Tricia: Okay, well, that’s really good information. Because I will tell you just by looking at this, if I just go to soft 404s, it’s 2205 pages. So that is a big Spider trap.

David: Yeah. Well, if you think about it, it’s probably not even telling you all of them.

Tricia: Yeah, because Google just stopped at one point and said…

David: I’m glad you’re bringing this up because, really, you should look at the page indexing report once a week. The goal of looking at this report once a week is to work your way through it a little bit at a time. Eventually, you’ll get to the point where, okay, I know it’s doing this, I know it’s doing that. Okay. That’s fine. And now I fixed everything. And I’m not surprised by what I find in there.

Tricia: Going down this, if there is a page with a redirect, is that something I need to be concerned about? Or they’ve got it on redirect… I’m just kind of looking at the page index.

David: Yeah. So, there are a lot of little pieces of information here. If you click on them specifically, you can get to Google’s documentation describing what they are. Sometimes these are things that you should be aware of, but frankly, if it’s a redirect, it’s telling you the page is redirected, so we’ve not put it in the index. Which is what you want it to do. But you might check to make sure a page has been redirected that you don’t want to be redirected. Or excluded by no index tag. Good. I don’t want you on that page, Google.

Tricia: There are some of those. Those are good.

David: But make sure that you’re not “no indexing” pages that you want Google to see. But go through those, click on each of them in Search Console, read up on them, and ask yourself, is this what I want Google to do with pages like that? And if it’s not, then I need to take other actions.

Tricia: And I think for this client, I’m going to probably go through and look at some of the 404s and give them my opinion on those. And then, send them the page from the Google Search Console and tell them to go through the rest of that because this is a little bit out of my scope as far as what I’m doing for them. As far as finding a bunch of all the other stuff, I feel like they had somebody update their website, and they need to then go back and finish fixing things.

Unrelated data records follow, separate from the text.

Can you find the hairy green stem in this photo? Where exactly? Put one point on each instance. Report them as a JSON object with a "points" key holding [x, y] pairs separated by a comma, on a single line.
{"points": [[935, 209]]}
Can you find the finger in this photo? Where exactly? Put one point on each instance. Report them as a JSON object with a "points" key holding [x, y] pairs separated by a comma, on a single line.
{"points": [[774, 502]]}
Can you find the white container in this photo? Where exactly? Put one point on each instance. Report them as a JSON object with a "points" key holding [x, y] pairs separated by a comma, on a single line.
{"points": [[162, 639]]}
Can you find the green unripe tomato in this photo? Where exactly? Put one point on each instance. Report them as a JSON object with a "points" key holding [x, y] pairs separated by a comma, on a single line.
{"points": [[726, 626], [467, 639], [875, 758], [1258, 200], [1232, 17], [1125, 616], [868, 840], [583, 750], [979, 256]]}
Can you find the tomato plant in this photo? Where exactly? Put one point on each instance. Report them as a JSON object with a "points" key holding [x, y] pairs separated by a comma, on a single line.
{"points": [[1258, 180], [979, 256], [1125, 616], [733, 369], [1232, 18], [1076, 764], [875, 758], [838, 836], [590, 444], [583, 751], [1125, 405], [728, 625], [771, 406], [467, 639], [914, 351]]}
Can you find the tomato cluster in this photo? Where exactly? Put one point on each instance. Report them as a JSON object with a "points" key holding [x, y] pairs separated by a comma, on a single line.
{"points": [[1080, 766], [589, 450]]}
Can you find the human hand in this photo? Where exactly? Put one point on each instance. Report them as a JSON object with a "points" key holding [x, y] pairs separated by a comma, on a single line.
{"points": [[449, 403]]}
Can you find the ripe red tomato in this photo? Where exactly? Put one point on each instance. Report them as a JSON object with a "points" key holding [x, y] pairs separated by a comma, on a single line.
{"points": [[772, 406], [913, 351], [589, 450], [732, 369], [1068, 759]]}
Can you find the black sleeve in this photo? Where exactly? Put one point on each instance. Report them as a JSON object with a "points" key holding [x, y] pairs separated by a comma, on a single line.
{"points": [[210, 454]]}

David: Yeah. You’re bringing up a really good point, which is scope.

Tricia: Yeah. And that’s like, here are two big problems I see. You all work and figure it out because their website in and of itself is really not my specific responsibility. I want to learn and know this so that I know these are the problems. Okay, client, you work with whoever did these changes because I believe there were rather recent changes to the site.

David: Probably, that’s why you saw the increase of errors, and that’s the whole purpose of this is to catch that so you could delve in. Remember, this is not a slight to developers, but the developers’ job is to make it work. When they removed the page, they did what the client wanted, and they walked away. If we’re worried from an SEO perspective, we need to fix that by adding a redirect or taking action. If you’re not being paid to do SEO for them, well, maybe this is an opportunity to say, by the way, your developer is doing their job. They did what you said. The problem is the developer didn’t understand the SEO implications, and if you care about that, you might need to hire me for some SEO work.